Material and Methods:
Literature retrieval included searches in four main databases, including PubMed, Scopus, Cochrane, and ClinicalTrials.gov, from all publication years. The search keywords included “Metformin,” “DLBCL,” “Adjuvant therapy,” and “Diabetes Mellitus”. PRISMA checklist was used to select articles to ensure a comprehensive review. The quality of each article was critically reviewed using the Cochrane RoB 2 tools for RCTs or ROBINS-I for non-randomised studies.
Results:
From the search results, 7 studies were identified (n = 1344). OS and EFS were found to be significantly better in the metformin group compared to the control group, with a hazard ratio (HR) of 0.54 [0.34–0.87] and 0.54 [0.36–0.82], respectively; while ORR was found to be non-significant (RR: 1.16 [0.98–1.38]). Subgroup analysis for studies with diabetic populations showed similar significant effects on OS and EFS, with HR of 0.54 [0.33–0.88] and 0.56 [0.40–0.77], respectively. Meta-regression results indicate greater therapeutic effect (lower OS and EFS hazard ratio) in lower risk patients (International Prognostic Index (IPI) score 0–2).
Conclusion:
Metformin as adjuvant therapy in DLBCL patients has demonstrated a trend in reducing mortality and disease progression, more effectively in lower-risk patients (IPI score 0–2). To further elaborate on the beneficial effects of metformin, a prospective, randomised, double-blinded study with a larger population is warranted, specifically targeting the low-risk DLBCL patients.
Keywords
Adjuvant therapy
DLBCL
Metformin
Meta analysis
Systematic review
INTRODUCTION
Non-Hodgkin lymphoma (NHL) is the seventh most common cancer, accounts for 4–5% of new cancer diagnoses and 3–4% of cancer-related deaths in the world, with Diffuse large B-cell lymphoma (DLBCL) as the most prevalent form.[1]

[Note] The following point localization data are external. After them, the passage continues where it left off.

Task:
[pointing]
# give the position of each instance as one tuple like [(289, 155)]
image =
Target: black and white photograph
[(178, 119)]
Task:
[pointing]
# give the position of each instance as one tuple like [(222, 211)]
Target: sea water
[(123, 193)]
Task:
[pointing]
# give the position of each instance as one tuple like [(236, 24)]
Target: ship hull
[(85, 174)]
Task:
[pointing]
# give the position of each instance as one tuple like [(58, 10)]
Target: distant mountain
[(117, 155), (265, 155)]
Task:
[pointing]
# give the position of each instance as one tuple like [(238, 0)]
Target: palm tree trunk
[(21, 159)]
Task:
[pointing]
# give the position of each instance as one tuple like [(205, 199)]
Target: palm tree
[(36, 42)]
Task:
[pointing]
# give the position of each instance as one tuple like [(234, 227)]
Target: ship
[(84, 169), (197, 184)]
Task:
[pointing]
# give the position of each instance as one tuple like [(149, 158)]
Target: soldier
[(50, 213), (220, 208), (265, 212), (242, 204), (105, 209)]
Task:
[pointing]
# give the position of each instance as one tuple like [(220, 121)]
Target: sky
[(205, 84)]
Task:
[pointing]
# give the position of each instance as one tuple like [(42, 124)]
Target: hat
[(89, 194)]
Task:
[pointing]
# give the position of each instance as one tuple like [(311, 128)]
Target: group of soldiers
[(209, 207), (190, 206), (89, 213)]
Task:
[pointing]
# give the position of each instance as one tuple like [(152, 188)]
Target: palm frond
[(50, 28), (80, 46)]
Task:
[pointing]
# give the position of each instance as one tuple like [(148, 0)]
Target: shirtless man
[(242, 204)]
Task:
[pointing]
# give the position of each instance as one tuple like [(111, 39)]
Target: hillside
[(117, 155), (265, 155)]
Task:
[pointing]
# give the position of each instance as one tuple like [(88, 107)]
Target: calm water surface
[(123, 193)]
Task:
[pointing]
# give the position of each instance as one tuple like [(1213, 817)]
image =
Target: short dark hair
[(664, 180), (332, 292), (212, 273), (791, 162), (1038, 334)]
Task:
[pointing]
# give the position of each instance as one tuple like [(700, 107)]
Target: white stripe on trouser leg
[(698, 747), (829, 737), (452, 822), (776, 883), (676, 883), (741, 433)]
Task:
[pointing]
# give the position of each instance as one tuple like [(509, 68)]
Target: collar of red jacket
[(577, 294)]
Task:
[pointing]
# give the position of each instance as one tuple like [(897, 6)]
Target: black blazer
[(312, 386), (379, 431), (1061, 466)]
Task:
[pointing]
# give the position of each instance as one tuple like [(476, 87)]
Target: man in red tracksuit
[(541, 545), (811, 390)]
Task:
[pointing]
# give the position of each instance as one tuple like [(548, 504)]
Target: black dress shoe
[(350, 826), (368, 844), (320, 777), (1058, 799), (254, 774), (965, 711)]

Although chemotherapy regimens have been developed,[2] ongoing research continues to improve clinical outcomes, particularly with metformin, which is effective as adjuvant therapy for many types of cancer.[2] Metformin inhibits tumour growth and metastasis by decreasing blood glucose levels, reducing inflammation, and improving the tumour microenvironment.[3] Studies have indicated that the addition of metformin to front-line chemotherapy for DLBCL is associated with superior clinical outcomes, manifesting as higher response rates and extended event-free and/or overall survival, but the results found still vary.[4–10] However, comprehensive meta-analyses of these studies remain limited.Therefore,this study aims to assess metformin usage as an adjuvant in DLBCL chemo-immunotherapy. By systematically reviewing metformin effects throughout similar studies, our work will help clinicians to decide on DLBCL treatment.
MATERIAL AND METHODS
Study design, search strategy, and inclusion criteria
This systematic review and meta-analysis is registered in PROSPERO under the registration ID CRD1060867 and was conducted in adherence to the 2020 PRISMA (Preferred Reporting Items for Systematic Reviews and Meta-Analyses) guidelines [Supplementary Table 1 -PRISMA 2020 Checklist].[11]
The study utilised PubMed, Scopus, ProQuest, and ClinicalTrials.gov as sources for relevant studies published up to December 2024. The search keywords included “Metformin,” “DLBCL,” “Adjuvant therapy,” and “Diabetes Mellitus”. The inclusion criteria encompassed patients with DLBCL undergoing chemotherapy with a standard regimen, and studies designed as clinical trials or observational studies, while the exclusion criterion was an inaccessible full text.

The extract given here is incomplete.